Artistas como Leonardo, Albrecht Dürer e Albrecht Altdorfer organizaram as suas


preferências estéticas no tocante à assunção de fragmentos de paisagem: nas pinturas do
italiano; nas gravuras, aguarelas e guaches dos alemães.
Na abordagem à obra de Filipe Romão, cabe mais a referência ao pintor de
Nuremberga, destacando peças específicas a relacionar: a densidade do traço, modelação de
volumes e formas, uma saturação mesmo como se analisa num fragmento, seção inferior da
gravura Némésis (1502); parte do setor esquerdo superior no guache e aguarela de Caminho
de Montanha (1494). Numa distância próxima do observador, a gravura Paisagem com canhão
(1518) possui a trama de modelação, traços e sobreposições que a respiração se retém, algo
que sucede perante a saturação de pigmento em pinturas de Filipe Romão. Afirmar a não
existência, talvez seja demasiado impositivo, talvez. Por outro lado, e muito em particular, a
estratégia que coordena a aproximação no formato de desenho, é quase um zoom, ago que
dialoga, como se pode apreciar, a eleições compósitas de Durer, analise-se o canto inferior
direito da gravura Madonna com o símio (ou o canto inferior direito de Casa isolada num
estanque (1495). Ainda o maciço de árvores (lado direito) Moinhos de água em Peignitz (1506),
os ramos de arbustos, aparentemente calcinados, mortos em Pedreira (1496); o detalhismo de
flores tal como é celebrado em Botão-de-ouro, trevo vermelho e banana-da-terra (1526) e,
sobretudo, a densidade existencial das plantas em O Grande tudo de ervas (1503) e em
Pequeno tudo de ervas – igualmente no Museu Albertina de Viena. Pois, eu acredito, as
plantas, as árvores, a vegetação são sobremaneira existenciais na pintura e desenho de Filipe
Romão. É condição, origem e destino em simultâneo.
Albrecht Altdorfer (1480-1538) legou-nos pinturas e gravuras notáveis, aqui
ponderando acerca das últimas que dialogam com o anteriormente analisado quanto a Dürer.
Gravuras como Paisagem com cidade à beira do lago (c. 1520) a atmosfera desenhada agarra
linhas mais leves que estruturam o arvoredo, sem a densidade e tensão que se vê no pintor de
Nuremberga e, muito menos, na acentuação dramática que Filipe Romão determina.
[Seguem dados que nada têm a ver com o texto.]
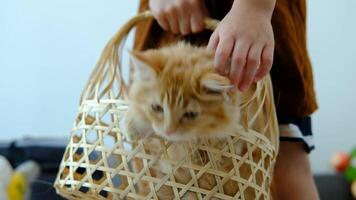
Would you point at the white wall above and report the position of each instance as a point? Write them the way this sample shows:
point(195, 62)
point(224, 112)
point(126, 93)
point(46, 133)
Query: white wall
point(48, 48)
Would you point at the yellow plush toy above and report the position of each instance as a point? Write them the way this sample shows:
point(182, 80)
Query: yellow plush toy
point(15, 184)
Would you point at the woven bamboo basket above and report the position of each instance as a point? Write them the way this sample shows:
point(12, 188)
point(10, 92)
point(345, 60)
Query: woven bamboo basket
point(100, 163)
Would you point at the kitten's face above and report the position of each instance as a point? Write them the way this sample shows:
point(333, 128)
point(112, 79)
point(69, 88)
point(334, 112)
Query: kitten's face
point(176, 92)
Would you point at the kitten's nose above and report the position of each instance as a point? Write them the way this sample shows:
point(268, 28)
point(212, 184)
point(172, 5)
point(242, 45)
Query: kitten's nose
point(170, 132)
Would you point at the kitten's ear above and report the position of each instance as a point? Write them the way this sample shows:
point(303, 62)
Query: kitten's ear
point(213, 83)
point(141, 70)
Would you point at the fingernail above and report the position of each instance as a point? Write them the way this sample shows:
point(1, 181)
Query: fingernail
point(243, 88)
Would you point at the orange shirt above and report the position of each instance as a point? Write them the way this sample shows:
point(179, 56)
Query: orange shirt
point(291, 73)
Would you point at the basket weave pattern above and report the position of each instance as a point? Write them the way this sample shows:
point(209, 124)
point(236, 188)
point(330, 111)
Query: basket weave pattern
point(100, 163)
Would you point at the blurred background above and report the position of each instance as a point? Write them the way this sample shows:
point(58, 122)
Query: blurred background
point(48, 49)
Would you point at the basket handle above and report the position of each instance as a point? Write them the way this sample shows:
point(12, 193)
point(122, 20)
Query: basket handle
point(109, 66)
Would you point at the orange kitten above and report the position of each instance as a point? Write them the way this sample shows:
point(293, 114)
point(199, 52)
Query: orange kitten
point(176, 93)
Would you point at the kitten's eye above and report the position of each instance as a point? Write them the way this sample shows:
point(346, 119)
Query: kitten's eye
point(190, 115)
point(157, 108)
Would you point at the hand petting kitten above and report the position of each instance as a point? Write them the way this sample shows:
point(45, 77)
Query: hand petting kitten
point(243, 42)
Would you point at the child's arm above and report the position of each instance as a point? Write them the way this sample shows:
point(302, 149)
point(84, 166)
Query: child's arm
point(245, 36)
point(179, 16)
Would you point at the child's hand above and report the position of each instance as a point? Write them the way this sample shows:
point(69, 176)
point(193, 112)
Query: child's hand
point(179, 16)
point(244, 42)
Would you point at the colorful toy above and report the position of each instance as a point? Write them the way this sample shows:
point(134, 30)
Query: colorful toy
point(14, 184)
point(346, 164)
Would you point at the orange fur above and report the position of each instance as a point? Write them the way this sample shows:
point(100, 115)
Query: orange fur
point(180, 79)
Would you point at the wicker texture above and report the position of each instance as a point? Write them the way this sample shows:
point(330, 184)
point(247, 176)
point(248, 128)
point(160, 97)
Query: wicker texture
point(99, 162)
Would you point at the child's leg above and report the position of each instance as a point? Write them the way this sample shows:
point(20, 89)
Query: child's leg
point(293, 177)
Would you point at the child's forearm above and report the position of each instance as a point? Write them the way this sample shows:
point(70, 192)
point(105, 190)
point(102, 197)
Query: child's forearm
point(263, 7)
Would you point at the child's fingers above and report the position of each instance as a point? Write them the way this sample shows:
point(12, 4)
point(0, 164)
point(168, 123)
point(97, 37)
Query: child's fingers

Contudo,
averiguando outras peças como: Paisagem com abeto duplo em primeiro plano (1521-1522); a
fusão da vegetação com as figuras em São Jorge a matar o dragão (1511); a árvore que se
ergue solitária no canto superior direito de O sonho e julgamento de Páris (1511); a seção
superior esquerda quer em O sonho de Paris (S/d), quer em Piramus e Thisbe (S/d). Nestes
fundo que são afinal atores principais nas gravuras do gravador bávaro, as encenações
atmosféricas são dramáticas, empolgando os espetadores que se adentram na imagem.

5
Christophe Imbert et Philippe Maupeu, Le Paysage allégorique – entre l’image mentale et le pays trasnfiguré,
Rennes, Presses Universitaires de Rennes, 2011
Estudem-se pois seções nas composições, excertos gráficos, fragmentos destacados
que demonstram o rigor no tratamento de detalhes com o teor da abordagem que em Filipe
Romão vai além da celebração mimética, avançando nos territórios dos seres vegetais e
atmosféricos (também) imaginários. Tudo parece estar num estado de contenção, podendo
dinamizar-se a qualquer instante, ultrapassando o pseudo-hieratismo, avançando para um
turbilhão psico-estético.
Em Estas paisagens não existem vemos arbustos, flores, árvores, nuvens, terra, pedras
exaltadas. São representações mas não existem reais, exatamente assim, quanto a disposição
ou concatenação de dados figurais. Pensa-se quase de forma inevitável na lucidez de Gaston
Bachelard ao indicar o reconhecimento criacional subsumido, por privilégio, a um dos 4
elementos. Água, fogo, ar ou terra não são assim tão explícitos, não se plasmam por
exclusividade a esse ponto, na obra do artista português. Todavia, reconhecemo-los, sabemos
de algumas lembranças ou efabulações parecidas. Sejam referências internas singulares,
provenientes, formatadas na ordem da memória ou da imaginação, o fato é que fornecem asas
a qualquer imaginário individual que queira festejar o desígnio. Reais, imaginárias, idealizadas
[est]as paisagens são sempre simbólicas. Em alguns casos, adverte-se quem leia ou veja,
existem sob causa de uma intencionalidade alegórica. Que concatenações se promovem,
quando é plausível ultrapassar as consignações significantes de circunstância?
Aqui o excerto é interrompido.